Im Folgenden rief der Streithelfer den Zeugen T an und teilte ihm mit, dass der Beklagte noch keine auflagenfreie Freigabe der Löschungsbewilligung erteilt habe. Der Zeuge T teilte dem Beklagten daraufhin mit, dass die Freigabe der Löschungsbewilligung erforderlich sei. Am 03.06.2015 erklärte der Beklagte zunächst per Fax gegenüber dem Streithelfer, dass dieser von der Löschungsbewilligung ohne Auflagen Gebrauch machen dürfe. Der Streithelfer teilte dem Zeugen T mit, dass er diese Erklärung im Original benötige. Daraufhin suchte der Zeuge T den Beklagten auf, holte die Zustimmungserklärung im Original ab und ließ sie von der Zeugin E zu dem Streithelfer bringen. Daraufhin teilte der Streithelfer den Klägern telefonisch mit, dass der Beklagte mit der auflagenfreien Löschung der Grundschuld einverstanden sei.

Am 05.06.2015 unterschrieben die Kläger den Darlehensvertrag zur Finanzierung des Kaufpreises.

Der Streithelfer stellte sodann mit Schreiben vom 07.07.2015 den im notariellen Kaufvertrag vereinbarten Kaufpreis fällig. Hierbei übersah er jedoch, dass die Fälligkeitsvoraussetzungen nicht vorlagen, weil der Beklagte sowie ein weiterer Grundpfandgläubiger – Inhaber der unter der laufenden Nummer 2 eingetragenen Grundschuld – ihm noch nicht den Grundschuldbrief übersandt hatten.

Mit an das Grundbuchamt gerichtetem Schreiben vom 16.07.2015 veranlasste der Streithelfer die Eigentumsumschreibung sowie die Löschung der übrigen zu löschenden Rechte und übersandte hierbei auch die Löschungsbewilligung des Beklagten.

Nachdem offenbar geworden war, dass der Grundschuldbrief des Beklagten noch nicht vorlag, forderte der Streithelfer den Beklagten mehrfach ergebnislos zur Herausgabe des Grundschuldbriefs auf.

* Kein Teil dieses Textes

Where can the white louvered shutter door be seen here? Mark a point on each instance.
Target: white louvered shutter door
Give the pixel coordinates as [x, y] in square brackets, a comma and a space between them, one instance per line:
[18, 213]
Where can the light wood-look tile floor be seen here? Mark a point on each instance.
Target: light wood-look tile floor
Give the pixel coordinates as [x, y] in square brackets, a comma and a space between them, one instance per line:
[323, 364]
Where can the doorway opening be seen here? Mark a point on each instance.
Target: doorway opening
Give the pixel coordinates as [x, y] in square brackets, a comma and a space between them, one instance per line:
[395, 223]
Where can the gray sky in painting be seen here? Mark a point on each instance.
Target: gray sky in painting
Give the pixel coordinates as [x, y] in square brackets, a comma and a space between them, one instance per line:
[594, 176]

Mit Schreiben vom 17.08.2015 teilte der Beklagte dem Streithelfer mit, dass er den Grundschuldbrief erst herausgebe, wenn eine andere Absicherung des Darlehens erfolgt sei. Mit Schreiben vom 24.08.2015 erklärte der Beklagte gegenüber dem Zeugen T, dass er die „Willenserklärung vom 03.6.2015“ wegen arglistiger Täuschung anfechte, da Vereinbarungen betreffend die Rückzahlung des Darlehens nicht eingehalten worden seien. Mit Schreiben vom 29.08.2015 erklärte der Beklagte gegenüber dem Streithelfer, dass er die Zustimmungserklärung zur Verfügung über die Löschungsbewilligung zurücknehme und sie hilfsweise wegen Irrtums und Arglist anfechte.

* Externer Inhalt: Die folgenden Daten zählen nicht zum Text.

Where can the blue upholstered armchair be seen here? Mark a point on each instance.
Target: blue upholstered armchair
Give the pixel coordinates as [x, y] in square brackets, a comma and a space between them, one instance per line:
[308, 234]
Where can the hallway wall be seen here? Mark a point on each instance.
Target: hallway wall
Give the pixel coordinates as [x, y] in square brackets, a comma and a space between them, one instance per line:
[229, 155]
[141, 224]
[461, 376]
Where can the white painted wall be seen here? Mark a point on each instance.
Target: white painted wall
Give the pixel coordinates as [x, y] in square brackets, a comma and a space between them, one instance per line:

Am 28.08.2015 erfolgte die Eigentumsumschreibung des Grundstücks auf die Kläger sowie die Löschung der übrigen Rechte. Nach Durchführung eines Ausschließungsverfahrens wurde am 28.11.2016 die unter der laufenden Nummer 2 eingetragene Grundschuld gelöscht. Am 18.07.2016 trat der Zeuge T seine Ansprüche auf Herausgabe des streitgegenständlichen Grundschuldbriefs an die Kläger ab.

Mit anwaltlichem Schreiben vom 22.01.2016 forderte der Beklagte die Kläger zur Zahlung von 121.376,61 EUR und drohte an, im Falle der Nichtzahlung die Zwangsversteigerung einzuleiten. Mit anwaltlichem Schreiben vom 16.03.2016 forderten die Kläger den Beklagten unter Fristsetzung zur Herausgabe des Grundschuldbriefs auf. Am 18.07.2016 trat der Zeuge T seinen Herausgabeanspruch bezüglich des Grundschuldbriefs an die Kläger ab. Der Zeuge T ist zahlungsunfähig.

Die Kläger behaupten, der Zeuge T habe dem Beklagten in dem Gespräch kurz vor dem Notartermin gesagt, dass er das Darlehen nicht sofort bedienen könne, dass ein Teilbetrag jedoch mittels einer Lebensversicherung gezahlt werden könne, dies aber erst nach Veräußerung des Grundstücks, da die Lebensversicherung an eine Bank abgetreten sei, die ihrerseits Gläubigerin eines auf dem Grundstück lastenden Grundpfandrechts sei. Am 20.05.2015 sei in dem Gespräch zwischen dem Streithelfer und dem Beklagten erörtert worden, dass der Beklagte im Falle einer Zwangsversteigerung aufgrund des Ranges seiner Grundschuld voraussichtlich keinen oder nur einen geringfügigen Erlös erhalten würde; es sei dem Beklagten bewusst gewesen, dass er im Falle der Zwangsversteigerung mit seiner Grundschuld ausfallen würde.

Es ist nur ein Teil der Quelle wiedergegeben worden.